Column order in composite indexes is critical because indexes work like a phone book - sorted by first column, then second, then third.
**How Composite Indexes Work:**
Index on (last_name, first_name, age):
- Sorted by last_name first
- Within each last_name, sorted by first_name
- Within each first_name, sorted by age
Can efficiently find:
- WHERE last_name = 'Smith' (uses first column)
- WHERE last_name = 'Smith' AND first_name = 'John' (uses first + second)

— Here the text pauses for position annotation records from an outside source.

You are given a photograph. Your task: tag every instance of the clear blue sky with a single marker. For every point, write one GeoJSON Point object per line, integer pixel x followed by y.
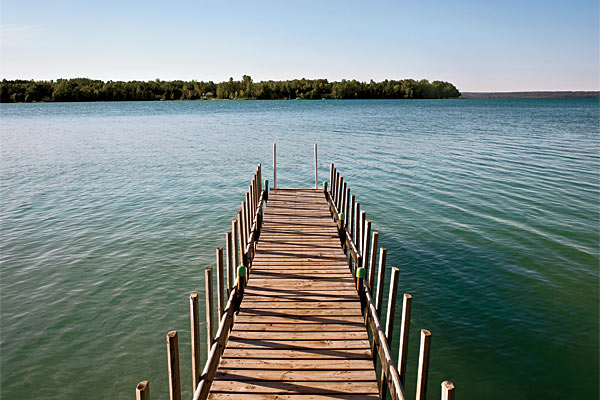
{"type": "Point", "coordinates": [477, 45]}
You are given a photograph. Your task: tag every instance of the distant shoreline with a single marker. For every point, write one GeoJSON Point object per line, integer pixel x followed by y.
{"type": "Point", "coordinates": [531, 95]}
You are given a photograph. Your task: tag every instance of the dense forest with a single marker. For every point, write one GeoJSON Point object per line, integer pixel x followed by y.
{"type": "Point", "coordinates": [84, 89]}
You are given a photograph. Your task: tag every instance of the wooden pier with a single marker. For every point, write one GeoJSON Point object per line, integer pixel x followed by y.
{"type": "Point", "coordinates": [298, 316]}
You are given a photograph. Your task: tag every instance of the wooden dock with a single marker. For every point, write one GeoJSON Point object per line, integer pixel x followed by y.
{"type": "Point", "coordinates": [298, 314]}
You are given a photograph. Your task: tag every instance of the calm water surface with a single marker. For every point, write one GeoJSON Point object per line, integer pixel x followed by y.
{"type": "Point", "coordinates": [490, 208]}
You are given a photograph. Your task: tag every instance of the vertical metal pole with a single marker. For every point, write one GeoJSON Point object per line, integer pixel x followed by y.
{"type": "Point", "coordinates": [274, 166]}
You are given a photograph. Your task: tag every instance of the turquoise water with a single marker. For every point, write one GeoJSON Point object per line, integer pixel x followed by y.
{"type": "Point", "coordinates": [490, 208]}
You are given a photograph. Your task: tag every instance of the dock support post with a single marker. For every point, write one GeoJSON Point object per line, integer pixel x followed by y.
{"type": "Point", "coordinates": [142, 391]}
{"type": "Point", "coordinates": [365, 246]}
{"type": "Point", "coordinates": [389, 321]}
{"type": "Point", "coordinates": [230, 267]}
{"type": "Point", "coordinates": [173, 359]}
{"type": "Point", "coordinates": [316, 169]}
{"type": "Point", "coordinates": [209, 309]}
{"type": "Point", "coordinates": [195, 333]}
{"type": "Point", "coordinates": [351, 228]}
{"type": "Point", "coordinates": [241, 236]}
{"type": "Point", "coordinates": [343, 200]}
{"type": "Point", "coordinates": [357, 227]}
{"type": "Point", "coordinates": [220, 283]}
{"type": "Point", "coordinates": [380, 278]}
{"type": "Point", "coordinates": [423, 370]}
{"type": "Point", "coordinates": [274, 166]}
{"type": "Point", "coordinates": [403, 347]}
{"type": "Point", "coordinates": [332, 180]}
{"type": "Point", "coordinates": [347, 211]}
{"type": "Point", "coordinates": [447, 390]}
{"type": "Point", "coordinates": [241, 272]}
{"type": "Point", "coordinates": [236, 241]}
{"type": "Point", "coordinates": [372, 261]}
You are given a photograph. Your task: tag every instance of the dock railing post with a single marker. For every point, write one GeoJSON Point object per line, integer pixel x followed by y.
{"type": "Point", "coordinates": [220, 283]}
{"type": "Point", "coordinates": [209, 309]}
{"type": "Point", "coordinates": [274, 166]}
{"type": "Point", "coordinates": [403, 346]}
{"type": "Point", "coordinates": [380, 278]}
{"type": "Point", "coordinates": [173, 359]}
{"type": "Point", "coordinates": [195, 336]}
{"type": "Point", "coordinates": [356, 227]}
{"type": "Point", "coordinates": [142, 391]}
{"type": "Point", "coordinates": [230, 267]}
{"type": "Point", "coordinates": [235, 247]}
{"type": "Point", "coordinates": [423, 370]}
{"type": "Point", "coordinates": [389, 321]}
{"type": "Point", "coordinates": [372, 261]}
{"type": "Point", "coordinates": [316, 169]}
{"type": "Point", "coordinates": [365, 246]}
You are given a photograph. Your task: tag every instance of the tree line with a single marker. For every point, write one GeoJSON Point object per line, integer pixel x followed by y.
{"type": "Point", "coordinates": [84, 89]}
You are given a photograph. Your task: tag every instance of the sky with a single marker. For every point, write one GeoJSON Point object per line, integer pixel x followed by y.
{"type": "Point", "coordinates": [491, 45]}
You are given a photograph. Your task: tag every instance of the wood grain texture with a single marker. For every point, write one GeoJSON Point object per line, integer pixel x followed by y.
{"type": "Point", "coordinates": [300, 332]}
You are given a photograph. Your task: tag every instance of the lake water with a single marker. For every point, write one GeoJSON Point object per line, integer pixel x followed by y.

- WHERE last_name = 'Smith' AND first_name = 'John' AND age = 30 (uses all three)
Cannot efficiently find:
- WHERE first_name = 'John' (doesn't start with last_name)
- WHERE age = 30 (doesn't start with last_name)
This is the "leftmost prefix" rule.
**Determining Optimal Order:**
1. **Equality before range:**
- Equality: WHERE status = 'active'
- Range: WHERE created_at > '2024-01-01'
- Put equality conditions first
2. **Most selective first:**
- Selectivity = COUNT(DISTINCT column) / COUNT(*)
- Higher selectivity = fewer rows
- Example: user_id (100K unique) before status (5 unique)
3. **Consider query patterns:**
- If queries always filter by user_id, put it first
- Even if less selective than other columns
**Example:**
Query: WHERE user_id = 123 AND status = 'pending' AND created_at > '2024-01-01'
Data:
- user_id: 100K unique (high selectivity)
- status: 5 unique (low selectivity)
- created_at: continuous (range)
Optimal order: (user_id, status, created_at)
- user_id first: Equality, most selective (narrows to 100 rows)
- status second: Equality (narrows to 20 rows)
- created_at last: Range (narrows to 5 rows)
Wrong order: (created_at, status, user_id)
- created_at first: Range, scans 5M rows
- Then filters by status and user_id